I’m often asked this question and, to be honest, my most typical answers are either “it depends” or “not much.” However, that’s not the whole answer.
In the Canadian Standards and Guidelines for Career Development Practitioners (S&Gs), we’ve conceptualized the work of career counsellors as situated at the intersection of that of counsellors and career development practitioners – in essence, career counselling is an area of specialization that requires all of the core competencies of BOTH counsellors and career development practitioners. Because I am certified as a counsellor and also as a career development practitioner, my scope of practice bridges both silos. I can do the specialized work of a career counsellor but I can also offer counselling services that go beyond career-related issues and career development services that don’t involve counselling.
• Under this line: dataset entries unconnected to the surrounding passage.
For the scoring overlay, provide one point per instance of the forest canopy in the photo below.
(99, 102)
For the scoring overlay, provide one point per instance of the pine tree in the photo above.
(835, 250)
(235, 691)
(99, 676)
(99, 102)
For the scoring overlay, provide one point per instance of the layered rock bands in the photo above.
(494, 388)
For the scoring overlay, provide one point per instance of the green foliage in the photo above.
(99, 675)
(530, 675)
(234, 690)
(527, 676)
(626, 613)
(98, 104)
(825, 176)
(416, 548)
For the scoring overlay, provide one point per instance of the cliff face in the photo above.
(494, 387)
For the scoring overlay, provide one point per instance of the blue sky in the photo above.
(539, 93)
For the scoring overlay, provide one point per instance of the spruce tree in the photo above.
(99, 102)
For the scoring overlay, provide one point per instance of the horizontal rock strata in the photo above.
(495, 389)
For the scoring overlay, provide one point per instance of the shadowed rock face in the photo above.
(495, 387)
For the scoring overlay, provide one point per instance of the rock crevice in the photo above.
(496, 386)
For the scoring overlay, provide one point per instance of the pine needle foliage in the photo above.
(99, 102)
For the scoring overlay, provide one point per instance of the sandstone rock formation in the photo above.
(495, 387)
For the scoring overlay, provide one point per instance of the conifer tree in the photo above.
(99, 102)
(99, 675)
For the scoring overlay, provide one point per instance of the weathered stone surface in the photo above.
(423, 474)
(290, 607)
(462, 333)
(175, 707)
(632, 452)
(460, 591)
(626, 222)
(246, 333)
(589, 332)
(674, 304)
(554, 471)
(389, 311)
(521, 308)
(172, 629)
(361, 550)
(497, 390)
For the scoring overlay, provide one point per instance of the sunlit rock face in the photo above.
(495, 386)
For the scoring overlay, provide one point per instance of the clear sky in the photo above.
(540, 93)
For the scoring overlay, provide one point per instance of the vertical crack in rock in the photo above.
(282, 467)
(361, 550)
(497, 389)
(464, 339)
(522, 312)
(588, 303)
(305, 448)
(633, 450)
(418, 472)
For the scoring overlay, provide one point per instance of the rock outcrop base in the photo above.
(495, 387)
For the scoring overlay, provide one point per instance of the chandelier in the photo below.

Similarly, although some coaches and counsellors have very different levels of education (ranging from a few weeks for some coaching programs to a Masters degree for certified or licensed counsellors), the types of issues that they support clients with may, in some cases, be quite similar. Both counsellors and coaches tend to work with “non-clinical” populations as they deal with normal “problems in living.” For example, a business coach may help a client improve his/her relationships with subordinates; so might a counsellor. A life coach may help a client plan for an upcoming career/life transition; so might a counsellor.
The job titles of “coach” or “counsellor,” especially in regions where they aren’t protected titles under government regulation, can be messy and confusing. It’s very important, therefore, if you’re using these titles to also clearly explain your competencies and scope of practice. Identifying your training and certifications can be an important first step. Also helpful can be defining your areas of specialization in terms of client groups and types of issues that you are competent to support.